Diapositive2_3 La brusque poussée du non à la mi mars est probablement l'un des mouvements les plus impressionnants d'évolution électorale observés ces trente dernières années. A l'évidence, les enquêtes réalisées avant celle du 18 mars (la première à donner le Non en tête) mesuraient davantage un niveau d'adhésion à la construction européenne qu'une intention de vote au référendum. Ainsi, malgré un 60 / 40 pour le Oui, la première vague de l'Observatoire Ipsos-Le Figaro-Europe 1 réalisée le 4 mars révélait la perspective d'un débat équilibré, résumée dans le titre de l'analyse publiée à l'époque sur Ipsos.fr : "L'avance du Oui paraît fragile".  En marge de l'intention de vote, cette enquête mettait en lumière un électorat de gauche divisé, une indécision très élevée, une faible mobilisation électorale, et déjà la faible crédibilité de l'argumentaire de la dramatisation.

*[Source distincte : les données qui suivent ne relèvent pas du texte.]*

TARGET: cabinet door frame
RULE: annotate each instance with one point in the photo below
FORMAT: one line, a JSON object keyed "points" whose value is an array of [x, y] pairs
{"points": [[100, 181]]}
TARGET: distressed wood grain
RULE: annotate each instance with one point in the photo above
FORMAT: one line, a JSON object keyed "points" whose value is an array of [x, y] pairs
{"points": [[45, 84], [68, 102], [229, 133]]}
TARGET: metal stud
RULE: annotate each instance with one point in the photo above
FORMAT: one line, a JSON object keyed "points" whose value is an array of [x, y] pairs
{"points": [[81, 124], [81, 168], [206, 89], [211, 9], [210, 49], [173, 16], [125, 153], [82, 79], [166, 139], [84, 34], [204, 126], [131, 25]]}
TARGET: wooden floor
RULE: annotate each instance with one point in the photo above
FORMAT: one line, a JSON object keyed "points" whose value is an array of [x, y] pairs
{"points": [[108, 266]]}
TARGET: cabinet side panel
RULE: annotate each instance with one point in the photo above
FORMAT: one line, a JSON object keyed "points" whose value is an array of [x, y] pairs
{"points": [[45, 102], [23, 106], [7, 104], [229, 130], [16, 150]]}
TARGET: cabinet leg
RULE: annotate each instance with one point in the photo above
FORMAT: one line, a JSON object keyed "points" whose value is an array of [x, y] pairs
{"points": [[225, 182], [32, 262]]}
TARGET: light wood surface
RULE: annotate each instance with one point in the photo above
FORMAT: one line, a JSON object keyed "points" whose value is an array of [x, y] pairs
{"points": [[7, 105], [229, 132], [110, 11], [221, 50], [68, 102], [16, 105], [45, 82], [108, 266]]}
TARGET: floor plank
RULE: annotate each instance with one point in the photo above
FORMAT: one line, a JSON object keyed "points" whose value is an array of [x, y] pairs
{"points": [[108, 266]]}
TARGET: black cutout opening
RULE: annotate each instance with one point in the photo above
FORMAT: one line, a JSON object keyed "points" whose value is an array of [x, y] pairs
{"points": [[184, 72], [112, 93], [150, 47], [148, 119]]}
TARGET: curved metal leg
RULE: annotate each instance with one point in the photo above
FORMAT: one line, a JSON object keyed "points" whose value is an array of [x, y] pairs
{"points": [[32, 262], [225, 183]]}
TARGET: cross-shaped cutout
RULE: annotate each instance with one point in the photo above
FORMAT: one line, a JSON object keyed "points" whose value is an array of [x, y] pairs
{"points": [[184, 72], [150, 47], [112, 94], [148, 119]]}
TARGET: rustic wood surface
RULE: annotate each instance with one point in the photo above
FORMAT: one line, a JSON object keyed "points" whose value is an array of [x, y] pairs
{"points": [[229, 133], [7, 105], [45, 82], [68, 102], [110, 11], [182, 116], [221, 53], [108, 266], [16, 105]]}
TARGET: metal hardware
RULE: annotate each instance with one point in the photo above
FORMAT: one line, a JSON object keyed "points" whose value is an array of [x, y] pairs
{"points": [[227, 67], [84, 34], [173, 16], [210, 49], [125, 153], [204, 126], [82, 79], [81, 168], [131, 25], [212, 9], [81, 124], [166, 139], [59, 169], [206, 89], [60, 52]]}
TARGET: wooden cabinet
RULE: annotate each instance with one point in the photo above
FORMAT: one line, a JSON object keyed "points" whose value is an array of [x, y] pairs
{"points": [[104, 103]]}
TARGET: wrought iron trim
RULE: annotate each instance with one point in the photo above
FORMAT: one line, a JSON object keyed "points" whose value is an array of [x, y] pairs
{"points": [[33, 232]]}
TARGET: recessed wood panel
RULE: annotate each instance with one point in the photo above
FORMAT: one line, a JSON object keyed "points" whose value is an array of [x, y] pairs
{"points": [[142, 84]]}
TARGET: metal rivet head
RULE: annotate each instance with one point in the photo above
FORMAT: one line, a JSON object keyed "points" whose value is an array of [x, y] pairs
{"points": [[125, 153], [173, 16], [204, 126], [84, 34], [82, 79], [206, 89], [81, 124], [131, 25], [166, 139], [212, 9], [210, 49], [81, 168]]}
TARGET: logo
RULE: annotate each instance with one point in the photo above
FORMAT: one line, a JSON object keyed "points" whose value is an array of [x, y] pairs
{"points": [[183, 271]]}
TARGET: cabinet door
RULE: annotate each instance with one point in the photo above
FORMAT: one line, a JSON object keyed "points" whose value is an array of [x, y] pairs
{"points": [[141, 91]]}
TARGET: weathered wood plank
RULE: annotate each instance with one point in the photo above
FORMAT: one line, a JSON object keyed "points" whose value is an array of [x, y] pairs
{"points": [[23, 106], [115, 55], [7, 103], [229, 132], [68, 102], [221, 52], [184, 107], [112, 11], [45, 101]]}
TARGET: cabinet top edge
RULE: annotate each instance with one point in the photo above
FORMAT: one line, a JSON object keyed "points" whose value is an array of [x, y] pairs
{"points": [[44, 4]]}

Diapositive4_2 Avec le lancement de la pré-campagne électorale – annonce de la date du référendum par Jacques Chirac le 4 mars et début de mobilisation des partisans du Non – on entre dans une phase de décision électorale. Dès le début, le Non s'installe en tête des intentions de vote. Le film de la campagne présenté ci-dessous en retrace les principales étapes. Le 21 mars, le Non est majoritaire à gauche, et le devient chez les salariés. Une semaine plus tard, il le devient également dans l'électorat socialiste. L'indécision reste forte, mais diminue. Toujours moins crédible, l'argumentaire de la dramatisation ne prend pas ; le climat économique et social constitue la première motivation du vote. Le 5 avril, après plusieurs sondages publiés confirmant l'avance du Non, le Oui progresse à droite. Le souhait de victoire reste favorable au Oui, mais pour la première fois les Français pronostiquent la victoire du Non. La crédibilité de la campagne des partisans du Non est nettement plus forte que celle des partisans du Oui, avec des arguments jugés plus clairs, plus proches des préoccupations de l'électorat. Le 12 avril, la cinquième vague de l'Observatoire révèle qu'une majorité de Français souhaite désormais la victoire du Non. Le niveau d'indécision baisse, le Non progresse à gauche, et devient plus structuré. Deux Français sur trois sont convaincus qu'une renégociation du texte est possible. Le 19, on constate que le premier moteur du Non est la méfiance, quant à l'avenir de l'Europe notamment. Le Non est devenu la force dominante au sein des classes moyennes. Enfin la semaine dernière, le Oui profite d'une poussée de mobilisation à droite. On entre dans une seconde phase de campagne, avec un souhait de victoire qui se rééquilibre. Les partisans du Non sont toujours jugés plus convaincants, mais les Français s'inquiètent des conséquences du Non pour la France.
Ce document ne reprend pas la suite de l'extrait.